On Maintaining Professional Credentials and LEED Accreditation

Nate Young, Education Coordinator, BrightworksBy Nate Young, Education Coordinator

Much has been made of the mismatch between the available jobs in the current market and the lack of training among many job seekers (including on this blog). Companies seek and value employees that come trained in very specific ways, and are unwilling to invest in bringing unqualified prospects up to speed. Among the best ways to prove your worth to employers is to gain and maintain pertinent credentials and certifications while honing the skills those credentials require.

In the building professions, LEED accreditation has fast become one of the core qualifications employers seek.

Brightworks’ built environment staff and clients are just now experiencing the first wave of renewals within the credentialing maintenance system the USGBC rolled out in June 2009. Included in the revamped system is a Credential Maintenance Program (CMP), now run by partner organization GBCI. This program requires all LEED Accredited Professionals (APs) to complete continuing education to maintain their credentials on a two-year schedule.

Numerous Brightworks employees took the earliest exams under the new system and have now completed the first round of credential renewal. Our staff has been fielding calls from many clients and partners seeking help with the new system, so I wanted to share some tips and pointers to ease what can be a challenging process.

Don’t procrastinate

Take Notes!

Record keeping like this will get you in trouble.

For starters, depending on how prepared you are, expect to spend several hours completing the process of renewing your credential. Let me stress again – the renewal process is long and involved. It’s likely to last weeks, depending on the types of credits you are submitting for your credential. As an architect recently told me, “This is much more rigorous and confusing than maintaining my architect’s license with the state.” Please don’t wait until the week your credential lapses to begin!
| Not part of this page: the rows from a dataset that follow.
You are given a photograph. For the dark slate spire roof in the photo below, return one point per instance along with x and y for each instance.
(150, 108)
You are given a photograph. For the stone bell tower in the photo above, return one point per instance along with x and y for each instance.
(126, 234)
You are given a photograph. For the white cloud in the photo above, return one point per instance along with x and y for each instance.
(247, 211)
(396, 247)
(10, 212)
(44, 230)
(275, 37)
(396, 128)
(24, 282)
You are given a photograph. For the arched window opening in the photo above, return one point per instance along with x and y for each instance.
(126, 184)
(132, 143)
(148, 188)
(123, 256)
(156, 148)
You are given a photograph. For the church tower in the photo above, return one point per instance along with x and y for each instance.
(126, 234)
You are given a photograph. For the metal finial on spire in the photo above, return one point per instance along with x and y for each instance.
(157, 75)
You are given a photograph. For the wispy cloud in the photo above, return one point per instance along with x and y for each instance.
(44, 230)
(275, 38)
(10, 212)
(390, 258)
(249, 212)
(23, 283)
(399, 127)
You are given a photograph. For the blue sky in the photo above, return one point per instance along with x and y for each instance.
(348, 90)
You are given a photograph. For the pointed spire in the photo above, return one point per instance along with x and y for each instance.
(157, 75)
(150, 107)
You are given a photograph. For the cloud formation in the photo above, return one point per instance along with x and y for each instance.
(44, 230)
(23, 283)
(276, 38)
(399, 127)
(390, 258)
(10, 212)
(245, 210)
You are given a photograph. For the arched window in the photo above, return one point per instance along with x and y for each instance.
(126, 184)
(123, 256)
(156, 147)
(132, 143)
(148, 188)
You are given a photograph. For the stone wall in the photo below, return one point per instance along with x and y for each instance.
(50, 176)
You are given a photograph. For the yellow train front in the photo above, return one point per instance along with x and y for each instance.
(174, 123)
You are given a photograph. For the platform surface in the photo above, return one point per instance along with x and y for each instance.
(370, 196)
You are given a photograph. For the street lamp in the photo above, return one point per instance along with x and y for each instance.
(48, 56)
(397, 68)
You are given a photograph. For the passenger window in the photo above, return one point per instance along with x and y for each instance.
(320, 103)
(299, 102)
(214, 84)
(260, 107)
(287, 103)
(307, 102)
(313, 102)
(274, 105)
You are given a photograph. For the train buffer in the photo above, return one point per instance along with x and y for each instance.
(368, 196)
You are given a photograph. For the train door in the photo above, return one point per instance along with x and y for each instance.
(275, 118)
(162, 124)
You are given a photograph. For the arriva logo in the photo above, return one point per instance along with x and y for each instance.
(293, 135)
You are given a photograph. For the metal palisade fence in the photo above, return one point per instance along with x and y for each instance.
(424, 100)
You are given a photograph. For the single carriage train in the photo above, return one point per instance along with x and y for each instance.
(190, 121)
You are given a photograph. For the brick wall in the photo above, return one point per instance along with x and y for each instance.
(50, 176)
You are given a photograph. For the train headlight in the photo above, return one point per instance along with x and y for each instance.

Like cooking dinner or painting a room, things move much more quickly when you are thoroughly prepared. GBCI requires online reporting that asks for many details you probably haven’t been recording, and tracking them down will take time. I have created this tool (click to download) that can help to organize your CE information in the exact format you’ll need to complete “My Credentials” on GBCI’s website.

As you’ll see in the tool, you should be capturing several data points each time you participate in a learning event: Title, Date, Educational Topic/Category, Activity Delivery Method, Description (in one-to-three  sentences), Education Provider, In-person or Online, and Number of Hours. Other categories of education have different information you’ll need to capture – as detailed in GBCI’s Credential Maintenance Guide – but this is a good start.

Submitting credits isn’t always enough

A couple of other important notes on the process and requirements:

  • As I mentioned above, depending on what types of education credits you accrue, the process may not be done even after you submit 30 credits to the GBCI system. If you request to receive credit for “Authorship,” GBCI will have to approve any of those credits – likely by seeking out your article or book to prove that you actually did write what you stated. This has taken as long as three weeks for some of my colleagues!
  • Don’t forget: If you are renewing more than one credential, you need to submit credits for each one. For instance, if you are a LEED AP with BD+C as your primary specialty and EB O+M as your secondary specialty, you’ll need to submit at least 36 hours: you’ll need 30 hours for BD+C, of which at least six are LEED-specific hours (as defined by GBCI – see the Guide mentioned above) plus at least six LEED-specific hours for the EB O+M credential. Many project managers meet the LEED-specific requirement through work on LEED projects. If that’s not an option, you’ll have to take pre-approved courses that GBCI has recognized as meeting their criteria for LEED-specific education.
  • GBCI has committed to auditing at least 10 percent of all renewal submissions (one Brightworks team member out of six that have submitted for renewal has been audited so far). This means you should maintain proof of all CE hours you complete and submit. Most education providers, including Brightworks, will send a “Certificate of Completion” that will suffice for the audit. (Education providers are also required to keep records of attendance for seven years; so if you have lost your certificates and get audited, you can likely still contact the education provider for proof of attendance.)

Streamlining the process

In discussion with our contacts at USGBC/GBCI, they assure us they are working to streamline the renewal process. Indeed, some of my colleagues who went through the process in 2012 seemed to fare better than those early adopters that had to renew in 2011 – so it appears things are already getting better!

In the meantime, save yourself time by logging your credits as you complete them either in our tool (and here are a few others that clear up other CMP questions – see our Credentialing Resources) or directly to “My Credentials”.  And keep the end in mind – this process makes you valuable to your employer or future employer, and it can be the kick in the pants you need to keep learning and stay current with a changing market.

Make time for high-quality professional development. Your work and career trajectory will benefit. And your employer will thank you!